9.- Anche questo era un punto esplicitato nella sentenza di rinvio laddove si è demandato alla Corte di merito non di tenere conto del fatto in sé che le parti avevano convissuto alcuni anni prima di contrarre unione civile, ma di accertare "i presupposti necessari per il riconoscimento dell'assegno, da valutarsi in relazione alla diversa prospettiva temporale segnata dall'estensione della durata del rapporto al periodo di convivenza che ha preceduto la costituzione dell'unione civile", verificando se l'eventuale squilibrio esistente all'atto dello scioglimento del vincolo dipendesse dalle scelte di conduzione della vita familiare adottate e condivise in costanza di rapporto, con il sacrificio delle aspettative professionali e reddituali di una delle parti, in funzione dell'assunzione di un ruolo trainante endofamiliare; e nell'ambito di tale verifica, tenere conto del ruolo di cruciale importanza della durata del rapporto, quale fattore di valutazione del contributo fornito da ciascun unito civilmente alla formazione del patrimonio comune e di quello dell'altro coniuge, oltre che delle effettive potenzialità professionali e reddituali sussistenti al momento della cessazione del vincolo.
10.- In sintesi, può dirsi che, per le ragioni sopra esposte, è mancato nella sentenza oggi impugnata il pieno adempimento del mandato conferito dalle sezioni unite di questa Corte, nonché una piena e corretta applicazione dell'art.5 comma 6 della legge 898/1970. Da ciò consegue, in accoglimento per quanto di ragione del ricorso, la cassazione sul punto della sentenza impugnata e il rinvio alla Corte d'Appello di Trieste in diversa composizione per un nuovo esame, attenendosi al seguente principio di diritto:
Nell'ambito della unione civile, non diversamente da quanto avviene nel matrimonio, l'assegno divorzile può riconoscersi ove, previo accertamento della inadeguatezza dei mezzi del richiedente, se ne individui la funzione assistenziale e la funzione perequativo- compensativa.
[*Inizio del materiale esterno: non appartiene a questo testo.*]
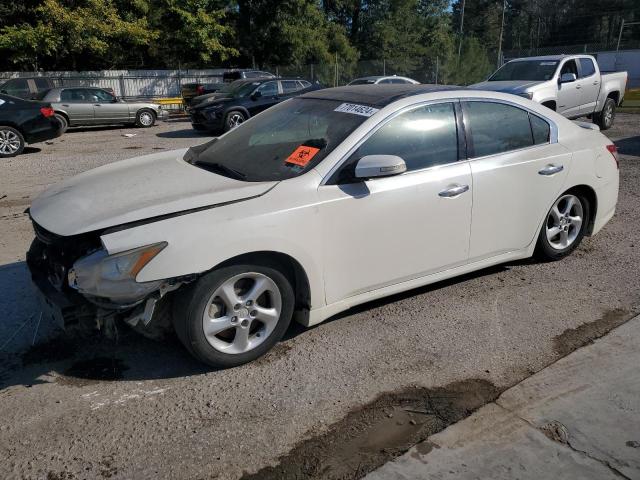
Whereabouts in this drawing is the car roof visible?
[300,83,465,107]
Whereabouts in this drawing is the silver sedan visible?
[40,87,169,132]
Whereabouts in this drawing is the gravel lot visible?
[0,114,640,479]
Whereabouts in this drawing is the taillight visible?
[40,107,56,118]
[607,143,620,169]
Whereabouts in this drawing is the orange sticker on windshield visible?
[286,145,320,167]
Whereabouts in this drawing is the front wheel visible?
[224,110,246,132]
[173,265,294,368]
[593,98,616,130]
[0,126,25,158]
[136,109,156,128]
[536,192,590,261]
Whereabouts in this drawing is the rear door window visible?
[529,113,551,145]
[464,102,533,157]
[60,88,93,103]
[280,80,300,95]
[2,78,31,97]
[579,58,596,78]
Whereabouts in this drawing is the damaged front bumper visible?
[27,222,186,329]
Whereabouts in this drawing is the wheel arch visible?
[224,105,251,120]
[560,184,598,236]
[210,250,311,315]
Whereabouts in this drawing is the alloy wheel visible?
[140,112,153,127]
[546,195,584,250]
[0,130,21,155]
[229,113,244,128]
[202,272,282,354]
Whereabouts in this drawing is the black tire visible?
[173,264,295,368]
[593,98,616,130]
[56,113,69,133]
[0,125,25,158]
[224,110,247,132]
[534,191,591,261]
[136,108,156,128]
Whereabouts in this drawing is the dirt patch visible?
[553,308,633,357]
[242,379,499,480]
[57,357,129,387]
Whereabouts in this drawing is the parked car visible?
[188,78,322,131]
[27,85,618,367]
[180,70,276,107]
[222,69,276,83]
[38,87,169,132]
[0,77,55,100]
[180,82,225,107]
[471,55,627,130]
[0,94,62,158]
[348,75,420,85]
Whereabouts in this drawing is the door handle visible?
[538,165,564,176]
[438,185,469,198]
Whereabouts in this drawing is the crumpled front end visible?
[27,221,187,334]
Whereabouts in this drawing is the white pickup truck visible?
[470,55,627,130]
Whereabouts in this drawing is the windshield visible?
[489,60,558,82]
[184,98,373,182]
[349,78,376,85]
[218,80,260,97]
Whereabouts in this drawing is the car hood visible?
[468,80,543,95]
[30,149,277,236]
[191,93,233,108]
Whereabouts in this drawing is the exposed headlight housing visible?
[67,242,167,306]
Mentre la prima va individuata nella inadeguatezza di mezzi sufficienti ad una vita autonoma e dignitosa e nella impossibilità di procurarseli malgrado ogni diligente sforzo, la seconda ricorre se lo squilibrio economico tra le parti dipenda dalle scelte di conduzione della vita comune e dal sacrificio delle aspettative professionali e reddituali di una delle parti, in funzione dell'assunzione di un ruolo trainante endofamiliare, in quanto detto sacrificio sia stato funzionale a fornire un apprezzabile contributo al ménage domestico e alla formazione del patrimonio comune e dell'altra parte. Con la precisazione che la sola funzione assistenziale può giustificare il riconoscimento di un assegno, che in questo caso non viene parametrato al tenore di vita bensì a quanto necessario per soddisfare le esigenze esistenziali dell'avente diritto; se invece ricorre anche la funzione compensativa, che assorbe quella assistenziale, l'assegno va parametrato al contributo fornito dal richiedente alla conduzione della vita familiare ed alla formazione del patrimonio comune, nonché di quello personale dell'altra parte.
P.Q.M.
accoglie il ricorso nei termini di cui in motivazione, cassa sul punto la sentenza impugnata e rinvia alla Corte d'Appello di Trieste in diversa composizione per un nuovo esame e per la liquidazione delle spese anche del giudizio di legittimità.
In caso di diffusione del presente provvedimento omettere le generalità e gli altri titoli identificativi a norma dell'art. 52 D.Lgs. 196/2003.
Così deciso in Roma, il 10 settembre 2025.
Depositato in Cancelleria il 17 settembre 2025.